Auf ironische Weise thematisiert er die Auswüchse der Fernsehlandschaft, die Rentnergesellschaft oder den Schlankheitswahn, gespickt mit humorvollen Imitationen und musikalischen Darbietungen.

„In meinem Alter ist es nicht so einfach, sich am Östrogenbuffet den Teller vollzuhauen“, meint Olm gleich zu Beginn. Trotzdem würden Männer niemals Sportarten wie Nordic Walking anfangen, sondern „lieber heillos verfetten, als sich so einer Demütigung auszusetzen.“ Mit einem Song für „hässliche Menschen“ und dem „Klapper-Lied“ über abgemagerte Models nimmt der musikalische Komiker zur allgemeinen Begeisterung den Schönheitswahn der Gesellschaft aufs Korn.
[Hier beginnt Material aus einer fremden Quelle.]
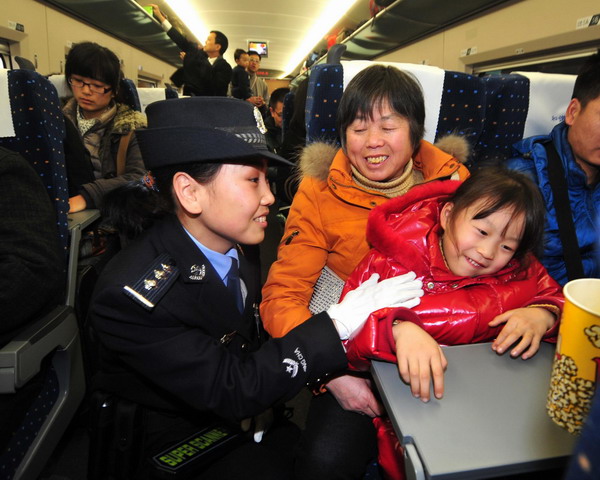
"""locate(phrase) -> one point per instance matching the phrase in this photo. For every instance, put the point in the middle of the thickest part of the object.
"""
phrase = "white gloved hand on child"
(352, 312)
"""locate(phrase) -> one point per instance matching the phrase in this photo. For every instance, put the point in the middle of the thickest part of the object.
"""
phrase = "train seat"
(454, 101)
(150, 95)
(48, 349)
(519, 105)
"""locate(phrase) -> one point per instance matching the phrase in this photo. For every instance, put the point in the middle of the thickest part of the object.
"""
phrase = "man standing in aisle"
(205, 71)
(259, 88)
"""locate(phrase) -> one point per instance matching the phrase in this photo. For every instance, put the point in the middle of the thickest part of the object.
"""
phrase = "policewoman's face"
(235, 207)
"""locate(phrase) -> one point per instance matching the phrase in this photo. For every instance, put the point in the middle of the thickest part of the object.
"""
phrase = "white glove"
(262, 423)
(401, 291)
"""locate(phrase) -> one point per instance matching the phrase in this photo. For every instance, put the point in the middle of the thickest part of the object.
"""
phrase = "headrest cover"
(203, 129)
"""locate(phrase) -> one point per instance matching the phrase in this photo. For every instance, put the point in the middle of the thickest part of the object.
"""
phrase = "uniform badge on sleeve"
(154, 283)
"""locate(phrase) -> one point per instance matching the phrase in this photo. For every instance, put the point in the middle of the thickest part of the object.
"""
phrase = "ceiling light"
(331, 14)
(185, 9)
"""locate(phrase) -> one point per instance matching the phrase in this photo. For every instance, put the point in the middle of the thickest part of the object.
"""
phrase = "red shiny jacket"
(405, 235)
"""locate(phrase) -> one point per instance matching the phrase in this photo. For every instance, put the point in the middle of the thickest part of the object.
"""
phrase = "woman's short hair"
(501, 188)
(376, 86)
(88, 59)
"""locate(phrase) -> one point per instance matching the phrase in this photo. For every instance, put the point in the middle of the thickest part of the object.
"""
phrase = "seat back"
(48, 350)
(453, 100)
(39, 132)
(150, 95)
(492, 112)
(519, 105)
(130, 95)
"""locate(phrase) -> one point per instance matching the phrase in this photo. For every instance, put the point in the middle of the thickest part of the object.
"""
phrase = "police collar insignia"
(154, 283)
(197, 272)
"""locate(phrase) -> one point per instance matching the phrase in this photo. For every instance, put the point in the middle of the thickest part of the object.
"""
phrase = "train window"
(4, 54)
(566, 64)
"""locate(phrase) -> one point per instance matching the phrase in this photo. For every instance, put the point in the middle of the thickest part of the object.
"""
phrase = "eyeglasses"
(77, 83)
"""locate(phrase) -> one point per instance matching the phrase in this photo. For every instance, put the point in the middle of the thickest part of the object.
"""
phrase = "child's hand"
(419, 359)
(528, 324)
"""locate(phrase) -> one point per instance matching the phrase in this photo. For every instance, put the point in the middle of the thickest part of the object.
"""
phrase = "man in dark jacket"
(205, 71)
(577, 143)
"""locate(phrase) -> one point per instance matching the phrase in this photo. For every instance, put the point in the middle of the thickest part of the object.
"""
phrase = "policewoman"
(177, 326)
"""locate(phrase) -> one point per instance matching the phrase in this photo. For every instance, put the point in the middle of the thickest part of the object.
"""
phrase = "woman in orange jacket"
(381, 121)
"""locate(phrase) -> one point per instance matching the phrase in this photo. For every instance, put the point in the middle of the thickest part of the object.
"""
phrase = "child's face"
(379, 148)
(243, 61)
(474, 247)
(234, 207)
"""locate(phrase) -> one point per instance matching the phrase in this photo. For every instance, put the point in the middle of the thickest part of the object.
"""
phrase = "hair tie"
(149, 182)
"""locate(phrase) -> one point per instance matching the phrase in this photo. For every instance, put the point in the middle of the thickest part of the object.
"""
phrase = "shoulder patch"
(154, 283)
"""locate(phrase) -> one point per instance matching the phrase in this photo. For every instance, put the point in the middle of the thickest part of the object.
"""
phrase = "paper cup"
(576, 366)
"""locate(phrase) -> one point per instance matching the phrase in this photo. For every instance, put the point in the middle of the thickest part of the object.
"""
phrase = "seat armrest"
(21, 358)
(77, 223)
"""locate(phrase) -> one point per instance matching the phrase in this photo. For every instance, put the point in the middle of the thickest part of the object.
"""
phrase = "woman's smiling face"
(379, 147)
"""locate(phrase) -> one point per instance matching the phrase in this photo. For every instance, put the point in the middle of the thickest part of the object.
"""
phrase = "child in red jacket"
(472, 246)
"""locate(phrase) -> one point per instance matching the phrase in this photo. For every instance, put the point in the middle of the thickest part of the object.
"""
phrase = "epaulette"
(154, 283)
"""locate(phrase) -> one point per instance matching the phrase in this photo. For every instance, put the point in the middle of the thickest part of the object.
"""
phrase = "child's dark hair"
(587, 84)
(501, 188)
(91, 60)
(134, 207)
(373, 87)
(237, 54)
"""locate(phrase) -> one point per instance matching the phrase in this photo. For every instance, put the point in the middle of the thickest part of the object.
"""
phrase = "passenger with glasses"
(274, 121)
(101, 149)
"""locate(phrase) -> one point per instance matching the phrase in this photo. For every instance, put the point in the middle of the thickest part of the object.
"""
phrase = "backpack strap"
(122, 152)
(564, 216)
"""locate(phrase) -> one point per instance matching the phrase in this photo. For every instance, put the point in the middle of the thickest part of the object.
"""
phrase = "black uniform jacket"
(193, 348)
(199, 76)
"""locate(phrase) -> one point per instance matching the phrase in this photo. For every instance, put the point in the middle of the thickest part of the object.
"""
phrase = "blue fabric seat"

Das Fernsehprogramm, mit seinen belehrenden Doku-Soaps wie „Super-Nanny“ oder „Raus aus der Schuldenfalle!“, nimmt Olm ebenfalls ironisch unter die Lupe. Heutzutage könne man „nicht mal mehr in Ruhe verwahrlosen, ohne dass gleich ein Team von RTL vor der Tür steht.“ Dem Schuldnerberater schlägt er vor, einmal bei Angela Merkel vorbeizuschauen: „16 Bundesländer – ist das wirklich nötig? Reichen denn nicht auch 11?“, imitiert er Zwegat und erntet dafür lauten Beifall. In Leipzig habe bei diesem Witz Totenstille geherrscht, erklärt Olm mit einem Schmunzeln.
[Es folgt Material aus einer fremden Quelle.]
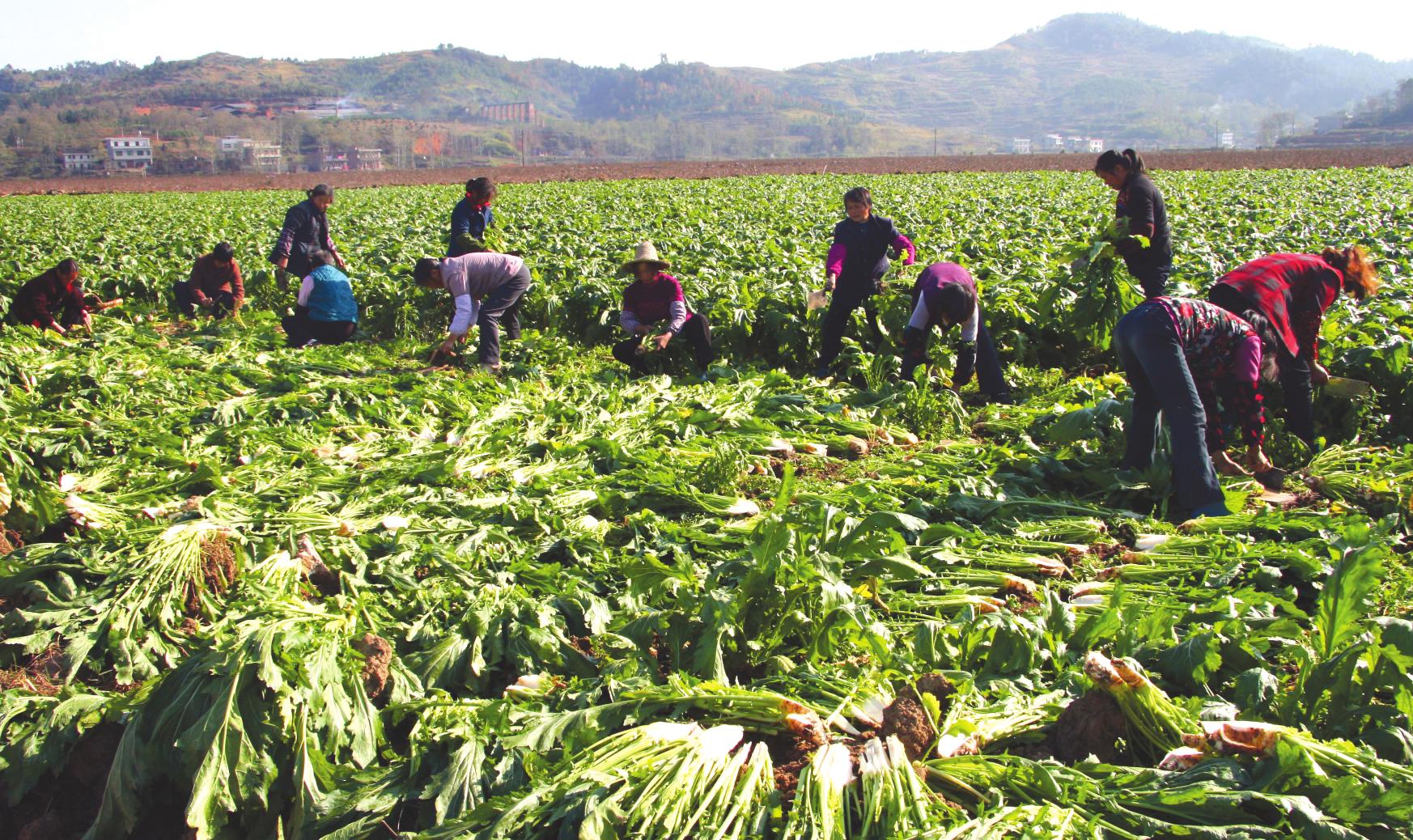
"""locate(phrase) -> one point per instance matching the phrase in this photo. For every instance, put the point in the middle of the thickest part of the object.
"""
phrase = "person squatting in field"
(215, 284)
(471, 216)
(1293, 291)
(944, 295)
(1140, 205)
(485, 287)
(1193, 362)
(854, 270)
(306, 229)
(55, 301)
(325, 311)
(653, 305)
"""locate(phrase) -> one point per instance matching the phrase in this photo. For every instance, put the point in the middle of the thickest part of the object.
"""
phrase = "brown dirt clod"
(379, 655)
(1090, 726)
(218, 572)
(906, 719)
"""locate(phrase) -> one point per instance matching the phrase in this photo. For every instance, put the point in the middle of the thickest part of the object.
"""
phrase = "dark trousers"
(1153, 277)
(842, 303)
(225, 303)
(500, 303)
(1152, 356)
(300, 328)
(1295, 371)
(697, 333)
(981, 358)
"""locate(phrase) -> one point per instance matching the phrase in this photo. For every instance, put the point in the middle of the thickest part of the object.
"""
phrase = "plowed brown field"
(1305, 159)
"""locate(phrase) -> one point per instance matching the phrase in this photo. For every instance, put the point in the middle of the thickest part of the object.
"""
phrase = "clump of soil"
(1090, 726)
(379, 655)
(218, 572)
(789, 756)
(40, 674)
(9, 541)
(62, 807)
(321, 576)
(1104, 551)
(1301, 500)
(1019, 595)
(906, 719)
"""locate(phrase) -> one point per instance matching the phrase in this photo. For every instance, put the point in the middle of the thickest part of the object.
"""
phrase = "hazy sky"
(729, 32)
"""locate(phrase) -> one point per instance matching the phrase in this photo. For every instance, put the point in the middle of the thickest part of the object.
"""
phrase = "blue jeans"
(1152, 356)
(499, 303)
(1152, 277)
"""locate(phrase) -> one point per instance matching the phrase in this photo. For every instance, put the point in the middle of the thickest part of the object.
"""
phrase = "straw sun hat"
(645, 253)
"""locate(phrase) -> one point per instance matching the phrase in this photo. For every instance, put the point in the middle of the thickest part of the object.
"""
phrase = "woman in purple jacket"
(944, 295)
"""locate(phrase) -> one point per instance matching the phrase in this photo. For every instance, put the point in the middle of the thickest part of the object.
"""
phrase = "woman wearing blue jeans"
(1191, 362)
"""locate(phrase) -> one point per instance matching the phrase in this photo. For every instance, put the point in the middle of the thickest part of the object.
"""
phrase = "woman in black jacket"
(1142, 205)
(306, 231)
Auch die Überalterung der Gesellschaft bietet für den Komiker ausreichend Stoff. Überall würden sich die Rentner ausbreiten, selbst im Urlaub seien sie in der Mehrzahl. „Wie müssen das ihre Kinder empfinden, wenn die Alten noch so viel Geld ausgeben? – Das ist aktive Enterbung!“ meint er mit gespieltem Entsetzen. Der Missbrauch-Skandal der katholischen Kirche oder Thilo Sarrazin, „der alte Kopftuchjäger“, lassen Olm auch nicht kalt und bekommen ihr Fett weg.

Die Highlights des Abends sind die musikalischen Kostproben des Comedians, der an der Gitarre und auch gesanglich sein Können beweist. In den verschiedensten Versionen präsentiert er den Song „Satellite“ der „Knutschkugel“ Lena: mit großartigen Imitationen von Peter Maffay, Barry White, Roberto Blanco oder James Brown, als romantischer Minnesänger oder auch rockig wie Rammstein.